A spokeswoman for the shopping center told the BBC that the eviction was appropriate.

In a statement, The Oracle said, “We always look to introduce new concepts for our customers, however, we have decided on this occasion that the right thing to do is to only allow Chick-Fil-A to trade with us for the initial six-month pilot period, and not to extend the lease any further.”

According to Think Progress, a website that tracked progressive issues, the Chick-fil-A Foundation has supported the Fellowship of Christian Athletes, the Paul Anderson Youth Home and the Salvation Army.

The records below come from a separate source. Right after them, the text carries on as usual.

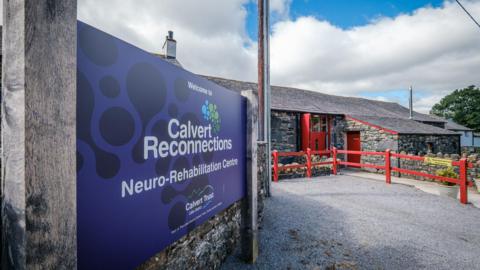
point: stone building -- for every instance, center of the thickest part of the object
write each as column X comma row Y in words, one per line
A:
column 304, row 119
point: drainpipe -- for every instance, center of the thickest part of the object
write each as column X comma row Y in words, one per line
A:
column 264, row 84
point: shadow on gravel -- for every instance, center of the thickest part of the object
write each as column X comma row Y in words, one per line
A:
column 303, row 233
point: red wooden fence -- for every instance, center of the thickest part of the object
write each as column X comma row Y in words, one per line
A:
column 463, row 165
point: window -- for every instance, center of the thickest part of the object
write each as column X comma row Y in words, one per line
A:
column 430, row 147
column 318, row 123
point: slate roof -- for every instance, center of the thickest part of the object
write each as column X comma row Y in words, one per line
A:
column 388, row 115
column 170, row 60
column 403, row 126
column 450, row 125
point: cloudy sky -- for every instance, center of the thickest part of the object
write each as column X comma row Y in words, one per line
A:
column 368, row 48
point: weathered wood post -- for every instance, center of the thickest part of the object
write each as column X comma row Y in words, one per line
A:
column 463, row 181
column 39, row 134
column 388, row 166
column 250, row 214
column 275, row 166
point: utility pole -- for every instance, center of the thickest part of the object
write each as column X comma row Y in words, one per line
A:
column 264, row 85
column 410, row 101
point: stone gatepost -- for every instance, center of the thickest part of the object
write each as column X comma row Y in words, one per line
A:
column 39, row 134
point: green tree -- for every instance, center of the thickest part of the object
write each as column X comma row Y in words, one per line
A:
column 462, row 106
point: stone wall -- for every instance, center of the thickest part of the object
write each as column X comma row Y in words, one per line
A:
column 208, row 245
column 205, row 247
column 418, row 144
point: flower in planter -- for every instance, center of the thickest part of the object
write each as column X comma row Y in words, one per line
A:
column 447, row 173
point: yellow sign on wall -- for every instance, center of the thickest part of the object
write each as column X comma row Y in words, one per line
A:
column 438, row 161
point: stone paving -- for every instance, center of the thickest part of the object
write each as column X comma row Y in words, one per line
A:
column 348, row 222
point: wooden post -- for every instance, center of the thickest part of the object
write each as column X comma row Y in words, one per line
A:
column 39, row 212
column 309, row 162
column 463, row 181
column 275, row 165
column 388, row 166
column 334, row 160
column 250, row 209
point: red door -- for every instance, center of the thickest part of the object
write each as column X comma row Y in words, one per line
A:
column 317, row 141
column 353, row 144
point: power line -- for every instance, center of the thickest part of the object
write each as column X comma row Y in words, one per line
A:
column 468, row 13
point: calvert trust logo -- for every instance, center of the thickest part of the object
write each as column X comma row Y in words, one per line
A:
column 210, row 114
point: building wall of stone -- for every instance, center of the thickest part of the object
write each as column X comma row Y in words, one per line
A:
column 208, row 245
column 418, row 144
column 372, row 139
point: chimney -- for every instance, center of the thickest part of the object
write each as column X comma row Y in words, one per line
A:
column 411, row 103
column 170, row 46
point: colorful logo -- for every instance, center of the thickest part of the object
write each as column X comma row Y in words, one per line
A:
column 210, row 113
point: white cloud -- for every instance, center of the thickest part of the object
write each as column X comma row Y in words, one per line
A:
column 280, row 7
column 434, row 49
column 211, row 34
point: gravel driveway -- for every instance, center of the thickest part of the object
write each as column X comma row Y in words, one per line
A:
column 345, row 222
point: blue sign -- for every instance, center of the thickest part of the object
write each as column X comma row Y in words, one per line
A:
column 160, row 151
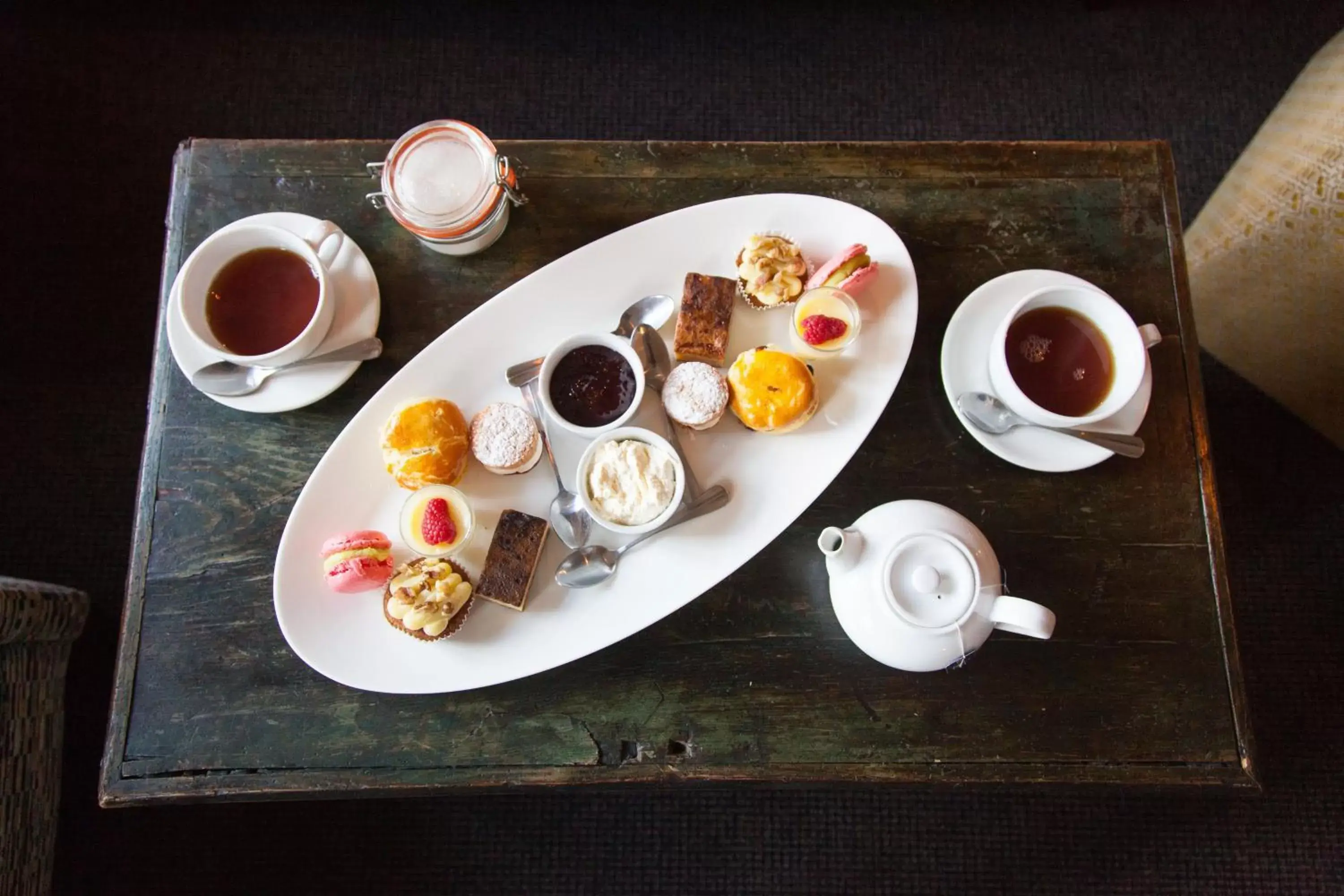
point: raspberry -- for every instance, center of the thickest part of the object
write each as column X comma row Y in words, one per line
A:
column 437, row 526
column 819, row 328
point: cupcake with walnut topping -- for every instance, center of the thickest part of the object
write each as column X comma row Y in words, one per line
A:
column 771, row 272
column 428, row 598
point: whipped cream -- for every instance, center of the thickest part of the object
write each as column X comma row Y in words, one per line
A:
column 631, row 482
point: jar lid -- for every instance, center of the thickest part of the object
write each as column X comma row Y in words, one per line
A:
column 444, row 179
column 930, row 579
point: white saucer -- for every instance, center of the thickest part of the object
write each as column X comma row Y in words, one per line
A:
column 965, row 369
column 355, row 318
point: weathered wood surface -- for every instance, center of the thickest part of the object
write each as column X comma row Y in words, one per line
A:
column 756, row 680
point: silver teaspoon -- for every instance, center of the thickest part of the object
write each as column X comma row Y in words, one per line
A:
column 658, row 363
column 987, row 413
column 229, row 379
column 652, row 311
column 569, row 519
column 594, row 564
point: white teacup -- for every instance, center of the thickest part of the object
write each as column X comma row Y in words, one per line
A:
column 1129, row 346
column 318, row 248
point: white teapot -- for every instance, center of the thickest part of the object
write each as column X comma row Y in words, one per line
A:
column 917, row 587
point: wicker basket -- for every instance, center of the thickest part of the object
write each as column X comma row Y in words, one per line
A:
column 38, row 622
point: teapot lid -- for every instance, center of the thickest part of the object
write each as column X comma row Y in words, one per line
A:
column 930, row 579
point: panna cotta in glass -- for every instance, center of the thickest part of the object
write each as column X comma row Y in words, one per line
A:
column 826, row 322
column 437, row 521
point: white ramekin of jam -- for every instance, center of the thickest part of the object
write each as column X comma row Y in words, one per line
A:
column 448, row 185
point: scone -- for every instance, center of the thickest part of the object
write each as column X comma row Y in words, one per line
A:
column 771, row 272
column 772, row 392
column 426, row 443
column 428, row 598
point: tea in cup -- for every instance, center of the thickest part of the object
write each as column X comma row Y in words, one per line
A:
column 1069, row 357
column 260, row 295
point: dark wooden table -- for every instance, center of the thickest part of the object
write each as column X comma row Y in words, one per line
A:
column 754, row 680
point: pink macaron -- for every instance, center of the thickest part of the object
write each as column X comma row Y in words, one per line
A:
column 861, row 272
column 357, row 560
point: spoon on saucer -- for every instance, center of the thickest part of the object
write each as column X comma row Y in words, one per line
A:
column 568, row 516
column 229, row 379
column 990, row 414
column 594, row 564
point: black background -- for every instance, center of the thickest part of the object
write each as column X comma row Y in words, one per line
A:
column 97, row 99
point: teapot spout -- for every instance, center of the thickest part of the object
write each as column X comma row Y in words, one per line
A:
column 842, row 548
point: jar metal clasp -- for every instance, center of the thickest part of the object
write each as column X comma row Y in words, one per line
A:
column 503, row 177
column 378, row 198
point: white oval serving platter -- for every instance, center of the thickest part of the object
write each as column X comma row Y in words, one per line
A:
column 773, row 478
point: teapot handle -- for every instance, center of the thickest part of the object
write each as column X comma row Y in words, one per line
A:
column 1022, row 617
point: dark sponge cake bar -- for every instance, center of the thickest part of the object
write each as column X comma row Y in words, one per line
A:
column 513, row 559
column 702, row 326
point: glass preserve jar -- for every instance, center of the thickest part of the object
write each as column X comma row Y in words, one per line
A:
column 448, row 185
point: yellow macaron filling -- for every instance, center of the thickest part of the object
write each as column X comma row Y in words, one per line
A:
column 843, row 273
column 332, row 560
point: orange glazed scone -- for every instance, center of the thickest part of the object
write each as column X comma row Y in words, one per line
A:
column 772, row 392
column 426, row 443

Reading Pride contends that all three organizations have opposed the LGBT community.

Through the years, Chick-fil-A has repeatedly denied that donations by the foundation reflect the chicken brand’s attitude toward its customers.

“Our giving has always focused on youth and education. We have never donated with the purpose of supporting a social or political agenda,” Chick-fil-A told the BBC.

Despite being booted from its London location, Chick-fil-A remains a gold standard in the fast food world for its chicken sandwich.

Earlier this year, McDonald’s franchise holders pleaded with the company to give them a chicken sandwich that could compete with Chick-fil-A, only to watch as Popeyes Louisiana Kitchen received a massive marketing boost when it launched its own sandwich.

Data showed that the Popeyes sandwich actually helped boost Chick-fil-A’s business, possibly because so many media outlets and diners conducted comparisons of the pair.

But Chick-fil-A also has experienced some other business disruptions because of its foundation’s giving. Airports in San Antonio and Buffalo decided against allowing contracts for Chick-fil-A outlets.